Corriere del Mezzogiorno (Campania)
Partito d’azione e nuova idea di democrazia
Èpossibile un partito d’azione? A partire dalla fine degli anni Cinquanta la storia politica del nostro Paese è stata costellata e attraversata anche dalla presenza di partiti minori. Tutti ricorderanno il Partito Repubblicano di La Malfa, il Partito Socialdemocratico di Saragat, il Partito Liberale di Malagodi, e, ancora, il Partito Sardo d’azione e , via via, tra gli altri il Psiup, il Pdup …In fondo la storia dei partiti minori costituisce non tanto una ricchezza semantica e linguistica, quanto piuttosto uno spazio dove sono possibili utili e intelligenti incursioni.
Da qualche tempo c’è stata una sorta di risveglio nella onomastica politica recente. Sono sorti partitini e movimenti che non corrispondono ad alcuna esigenza politica e culturale. Avviene sempre più frequentemente che alcuni politici, e non solo, si lascino sedurre da quella che potremmo chiamare «tentazione onomastica» vale a dire il tentativo di immaginare la nascita di nuovi possibili spazi senza un’adeguata preparazione e riflessione critica .
Alcune iniziative presentate e immaginate come scelte di possibile lunga durata, sono apparse fragili e immediatamente legate all’urgenza di una situazione in continuo declino. Molti sociologi della politica hanno pensato addirittura di usare nomi, anche in maniera estemporanea, per designare nuovi progetti da sperimentare.

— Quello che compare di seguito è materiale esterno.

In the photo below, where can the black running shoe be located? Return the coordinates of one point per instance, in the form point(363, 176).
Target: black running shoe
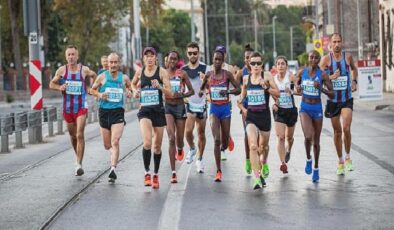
point(112, 176)
point(287, 157)
point(263, 182)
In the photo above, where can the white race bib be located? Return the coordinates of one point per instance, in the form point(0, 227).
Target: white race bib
point(149, 97)
point(340, 83)
point(255, 96)
point(114, 94)
point(73, 87)
point(309, 89)
point(215, 93)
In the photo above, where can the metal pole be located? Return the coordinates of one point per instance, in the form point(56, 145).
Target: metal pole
point(255, 29)
point(273, 34)
point(360, 46)
point(291, 42)
point(227, 39)
point(193, 35)
point(206, 33)
point(137, 28)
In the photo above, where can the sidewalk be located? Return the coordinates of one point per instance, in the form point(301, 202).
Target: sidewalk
point(387, 103)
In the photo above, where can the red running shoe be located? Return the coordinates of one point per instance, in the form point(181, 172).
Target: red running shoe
point(230, 144)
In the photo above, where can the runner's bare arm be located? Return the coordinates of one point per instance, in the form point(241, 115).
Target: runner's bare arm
point(166, 88)
point(237, 88)
point(97, 83)
point(54, 83)
point(326, 81)
point(273, 88)
point(188, 85)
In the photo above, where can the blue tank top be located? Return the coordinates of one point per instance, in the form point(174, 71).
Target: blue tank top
point(307, 84)
point(257, 98)
point(341, 85)
point(114, 88)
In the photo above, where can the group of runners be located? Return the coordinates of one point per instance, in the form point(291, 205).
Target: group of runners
point(180, 99)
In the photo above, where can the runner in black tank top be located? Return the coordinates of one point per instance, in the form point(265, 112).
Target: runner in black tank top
point(151, 114)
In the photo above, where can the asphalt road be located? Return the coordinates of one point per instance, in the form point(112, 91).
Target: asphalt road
point(38, 188)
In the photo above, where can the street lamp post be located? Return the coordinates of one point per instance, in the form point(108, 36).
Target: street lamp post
point(273, 34)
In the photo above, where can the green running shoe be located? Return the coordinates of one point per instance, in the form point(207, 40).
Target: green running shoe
point(349, 165)
point(257, 183)
point(266, 170)
point(248, 166)
point(341, 169)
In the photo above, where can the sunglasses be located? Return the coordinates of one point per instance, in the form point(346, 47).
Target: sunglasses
point(192, 53)
point(253, 63)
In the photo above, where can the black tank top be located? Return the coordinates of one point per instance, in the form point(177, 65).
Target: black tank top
point(151, 96)
point(256, 101)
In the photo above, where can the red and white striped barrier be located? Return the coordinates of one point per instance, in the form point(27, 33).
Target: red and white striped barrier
point(35, 84)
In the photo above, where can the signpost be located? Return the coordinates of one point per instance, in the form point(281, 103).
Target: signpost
point(370, 82)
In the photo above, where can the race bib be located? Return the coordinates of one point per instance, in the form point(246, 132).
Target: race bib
point(73, 87)
point(340, 83)
point(175, 85)
point(285, 100)
point(114, 94)
point(196, 108)
point(215, 93)
point(255, 96)
point(309, 89)
point(149, 97)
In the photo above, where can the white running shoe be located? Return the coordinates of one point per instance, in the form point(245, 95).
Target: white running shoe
point(190, 155)
point(200, 166)
point(223, 155)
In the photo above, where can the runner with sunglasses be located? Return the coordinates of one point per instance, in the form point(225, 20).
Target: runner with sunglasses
point(153, 83)
point(284, 111)
point(241, 76)
point(257, 88)
point(218, 82)
point(310, 82)
point(196, 107)
point(175, 110)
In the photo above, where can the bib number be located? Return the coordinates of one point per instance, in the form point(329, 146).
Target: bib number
point(340, 83)
point(309, 89)
point(215, 93)
point(114, 94)
point(256, 97)
point(73, 87)
point(149, 97)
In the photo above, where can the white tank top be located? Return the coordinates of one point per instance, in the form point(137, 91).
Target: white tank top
point(285, 99)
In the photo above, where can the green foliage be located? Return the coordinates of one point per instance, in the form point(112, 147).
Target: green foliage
point(171, 33)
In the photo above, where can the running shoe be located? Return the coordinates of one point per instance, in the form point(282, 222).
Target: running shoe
point(257, 183)
point(308, 167)
point(112, 176)
point(349, 165)
point(287, 157)
point(155, 183)
point(248, 166)
point(148, 180)
point(230, 144)
point(315, 176)
point(223, 155)
point(283, 168)
point(79, 171)
point(174, 179)
point(265, 169)
point(190, 155)
point(263, 181)
point(200, 166)
point(179, 156)
point(218, 177)
point(341, 169)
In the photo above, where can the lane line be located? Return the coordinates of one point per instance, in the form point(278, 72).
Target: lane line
point(388, 167)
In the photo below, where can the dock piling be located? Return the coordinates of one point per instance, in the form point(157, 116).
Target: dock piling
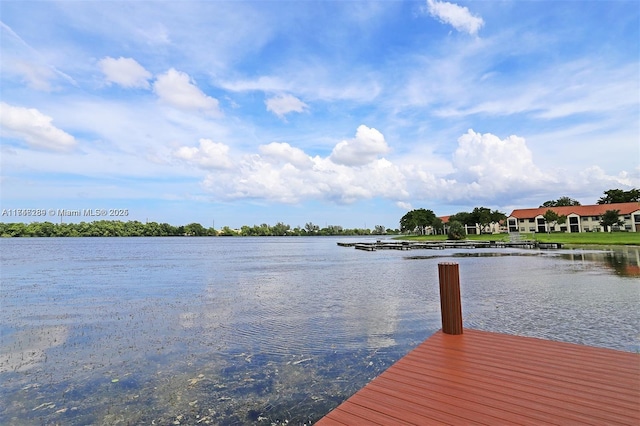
point(450, 305)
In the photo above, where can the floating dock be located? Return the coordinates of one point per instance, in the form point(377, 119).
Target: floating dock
point(494, 379)
point(440, 245)
point(468, 377)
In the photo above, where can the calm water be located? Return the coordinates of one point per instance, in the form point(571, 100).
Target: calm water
point(265, 330)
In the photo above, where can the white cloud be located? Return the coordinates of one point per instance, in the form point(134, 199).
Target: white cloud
point(209, 155)
point(177, 89)
point(286, 153)
point(496, 163)
point(259, 178)
point(34, 127)
point(458, 17)
point(363, 149)
point(284, 104)
point(125, 72)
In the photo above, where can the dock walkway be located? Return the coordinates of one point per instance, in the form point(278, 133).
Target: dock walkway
point(439, 245)
point(494, 379)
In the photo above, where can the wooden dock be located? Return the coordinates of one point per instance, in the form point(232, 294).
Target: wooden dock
point(440, 245)
point(475, 377)
point(494, 379)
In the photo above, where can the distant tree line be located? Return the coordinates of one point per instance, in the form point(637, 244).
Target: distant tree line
point(420, 220)
point(134, 228)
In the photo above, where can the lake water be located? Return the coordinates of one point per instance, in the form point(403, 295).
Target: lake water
point(234, 331)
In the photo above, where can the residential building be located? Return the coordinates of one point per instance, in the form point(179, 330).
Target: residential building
point(579, 218)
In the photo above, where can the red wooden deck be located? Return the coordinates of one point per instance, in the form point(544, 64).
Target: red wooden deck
point(495, 379)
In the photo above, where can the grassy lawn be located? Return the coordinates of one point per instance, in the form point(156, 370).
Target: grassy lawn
point(583, 238)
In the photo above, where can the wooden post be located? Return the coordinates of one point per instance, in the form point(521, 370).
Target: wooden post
point(450, 305)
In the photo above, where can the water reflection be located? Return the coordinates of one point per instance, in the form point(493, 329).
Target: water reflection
point(265, 330)
point(623, 261)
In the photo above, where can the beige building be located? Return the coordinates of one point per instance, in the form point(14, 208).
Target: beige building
point(579, 218)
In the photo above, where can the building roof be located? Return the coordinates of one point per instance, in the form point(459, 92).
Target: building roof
point(594, 210)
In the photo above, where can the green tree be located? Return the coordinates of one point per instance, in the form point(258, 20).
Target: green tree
point(456, 231)
point(561, 202)
point(380, 230)
point(613, 196)
point(553, 218)
point(417, 220)
point(611, 218)
point(311, 228)
point(438, 225)
point(280, 229)
point(195, 229)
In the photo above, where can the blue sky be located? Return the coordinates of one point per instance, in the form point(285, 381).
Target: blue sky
point(343, 113)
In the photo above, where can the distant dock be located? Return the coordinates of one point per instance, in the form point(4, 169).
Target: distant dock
point(440, 245)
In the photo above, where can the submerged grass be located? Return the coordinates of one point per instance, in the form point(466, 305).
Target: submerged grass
point(582, 238)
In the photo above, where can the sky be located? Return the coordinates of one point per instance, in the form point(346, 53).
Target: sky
point(347, 113)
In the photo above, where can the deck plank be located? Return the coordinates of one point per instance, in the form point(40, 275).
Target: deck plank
point(489, 378)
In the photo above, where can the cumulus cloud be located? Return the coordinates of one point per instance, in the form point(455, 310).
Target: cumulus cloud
point(495, 163)
point(34, 127)
point(125, 72)
point(458, 17)
point(282, 105)
point(208, 155)
point(286, 153)
point(363, 149)
point(484, 167)
point(258, 177)
point(177, 89)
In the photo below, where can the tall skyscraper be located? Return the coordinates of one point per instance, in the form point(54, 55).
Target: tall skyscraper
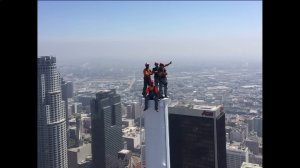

È il caso di quanti hanno proposto, quasi come sorretti da una illuminazione damascena, dei percorsi guidati dalla filosofia dell’azione. Giova ricordare che c’è stato un momento nel pensiero politico europeo degli anni Venti e Trenta (soprattutto di area francese), arricchito dall’idea paradigmatica di azione intesa come agire, operare…
Azione dunque.
Questa idea ancorché suggestiva per certi versi è fondamentalmente debole, delinea uno spazio sfuggente che non si lascia catturare in nessuna categoria giuridica, politica, storica. Grandi figure del pensiero filosofico otto-novecentesco come Boutroux, Blondel, Bergson, per fare solo qualche nome, hanno dato un forte contributo all’idea di azione.
Azione, idea certamente nobile ma vuota e priva di contenuti. Non basta innamorarsi di un termine per immaginare che questo stesso termine generi politica, aggreghi, ispiri, produca progetti originali e idee nuove.

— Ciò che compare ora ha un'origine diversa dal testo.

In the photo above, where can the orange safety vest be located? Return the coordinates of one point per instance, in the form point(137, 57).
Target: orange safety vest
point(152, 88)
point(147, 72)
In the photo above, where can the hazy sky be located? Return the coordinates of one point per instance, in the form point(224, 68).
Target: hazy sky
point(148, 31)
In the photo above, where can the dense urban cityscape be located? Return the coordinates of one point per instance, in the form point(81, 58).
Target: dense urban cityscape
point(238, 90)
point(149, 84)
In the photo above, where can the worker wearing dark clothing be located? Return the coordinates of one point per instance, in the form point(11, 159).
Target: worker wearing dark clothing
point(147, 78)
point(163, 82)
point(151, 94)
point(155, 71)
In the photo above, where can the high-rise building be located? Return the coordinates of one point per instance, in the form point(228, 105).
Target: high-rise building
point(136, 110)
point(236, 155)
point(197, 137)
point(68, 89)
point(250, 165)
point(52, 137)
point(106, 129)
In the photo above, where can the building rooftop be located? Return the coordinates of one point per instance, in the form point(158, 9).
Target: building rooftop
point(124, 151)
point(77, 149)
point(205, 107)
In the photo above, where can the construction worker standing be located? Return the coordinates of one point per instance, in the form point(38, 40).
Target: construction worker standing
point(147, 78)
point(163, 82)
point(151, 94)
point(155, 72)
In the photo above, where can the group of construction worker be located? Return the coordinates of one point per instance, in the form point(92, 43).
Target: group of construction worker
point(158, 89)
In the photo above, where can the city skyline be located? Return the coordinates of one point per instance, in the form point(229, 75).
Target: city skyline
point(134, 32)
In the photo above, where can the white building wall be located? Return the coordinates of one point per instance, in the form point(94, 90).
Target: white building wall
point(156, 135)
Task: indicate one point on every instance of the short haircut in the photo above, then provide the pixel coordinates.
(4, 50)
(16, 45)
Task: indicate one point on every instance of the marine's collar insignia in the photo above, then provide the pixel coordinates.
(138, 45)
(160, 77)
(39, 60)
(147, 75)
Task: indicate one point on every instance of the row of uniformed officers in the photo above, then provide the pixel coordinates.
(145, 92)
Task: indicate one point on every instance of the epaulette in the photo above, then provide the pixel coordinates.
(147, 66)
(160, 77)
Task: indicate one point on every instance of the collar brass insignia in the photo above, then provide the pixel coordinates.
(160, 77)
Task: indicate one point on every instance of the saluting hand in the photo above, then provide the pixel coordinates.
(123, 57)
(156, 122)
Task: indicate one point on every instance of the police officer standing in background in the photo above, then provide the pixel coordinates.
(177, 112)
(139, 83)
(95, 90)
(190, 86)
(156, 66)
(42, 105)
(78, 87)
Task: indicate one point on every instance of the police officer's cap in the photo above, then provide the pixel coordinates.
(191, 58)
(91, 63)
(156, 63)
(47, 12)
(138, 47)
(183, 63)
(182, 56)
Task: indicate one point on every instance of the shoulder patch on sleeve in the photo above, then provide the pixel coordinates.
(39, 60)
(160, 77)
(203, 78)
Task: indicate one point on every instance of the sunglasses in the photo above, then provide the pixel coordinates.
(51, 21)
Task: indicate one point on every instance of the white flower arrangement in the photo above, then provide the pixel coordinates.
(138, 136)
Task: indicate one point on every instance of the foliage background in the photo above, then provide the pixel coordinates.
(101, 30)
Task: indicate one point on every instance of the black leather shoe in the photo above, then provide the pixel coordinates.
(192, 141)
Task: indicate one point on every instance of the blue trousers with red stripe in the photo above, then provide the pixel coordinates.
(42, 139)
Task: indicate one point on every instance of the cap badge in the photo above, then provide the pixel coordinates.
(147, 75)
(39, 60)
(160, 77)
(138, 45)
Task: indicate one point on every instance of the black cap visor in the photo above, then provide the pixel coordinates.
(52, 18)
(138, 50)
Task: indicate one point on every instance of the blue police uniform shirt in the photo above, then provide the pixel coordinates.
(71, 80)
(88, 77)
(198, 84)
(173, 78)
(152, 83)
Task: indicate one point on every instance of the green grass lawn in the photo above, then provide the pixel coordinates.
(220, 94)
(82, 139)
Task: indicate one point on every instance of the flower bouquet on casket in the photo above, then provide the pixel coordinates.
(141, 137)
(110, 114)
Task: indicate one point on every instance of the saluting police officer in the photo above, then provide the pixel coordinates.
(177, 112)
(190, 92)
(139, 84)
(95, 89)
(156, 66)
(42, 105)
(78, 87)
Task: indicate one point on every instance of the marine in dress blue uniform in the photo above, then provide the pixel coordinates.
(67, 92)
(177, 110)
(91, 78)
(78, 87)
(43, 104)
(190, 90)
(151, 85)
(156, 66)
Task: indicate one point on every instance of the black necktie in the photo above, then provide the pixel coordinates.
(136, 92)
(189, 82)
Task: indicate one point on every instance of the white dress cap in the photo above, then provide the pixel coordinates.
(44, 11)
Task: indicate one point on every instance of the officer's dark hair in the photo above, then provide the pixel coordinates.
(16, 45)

Forse, prima di inventare un nome andrebbe studiato con cautela, intelligenza e passione una reale e possibile ipotesi di rinnovamento sociale e istituzionale.
Oggi, come non mai, i sentieri della politica sono aperti. Alcuni pensano addirittura di essere statisti o politici di lunga durata, ma rivelano di essere solo espressione di una transumanza ideologica, della improvvisazione, del sentito dire.
Sarebbe auspicabile che i neo -catecumeni della filosofia dell’ «azione» ( non è chiaro se questo termine definisca un partito, un movimento, un seminario) si sforzassero di elaborare non tanto idee brillanti o lemmi consunti e logori quanto una politica delle alleanze, una idea moderna e plurale di democrazia.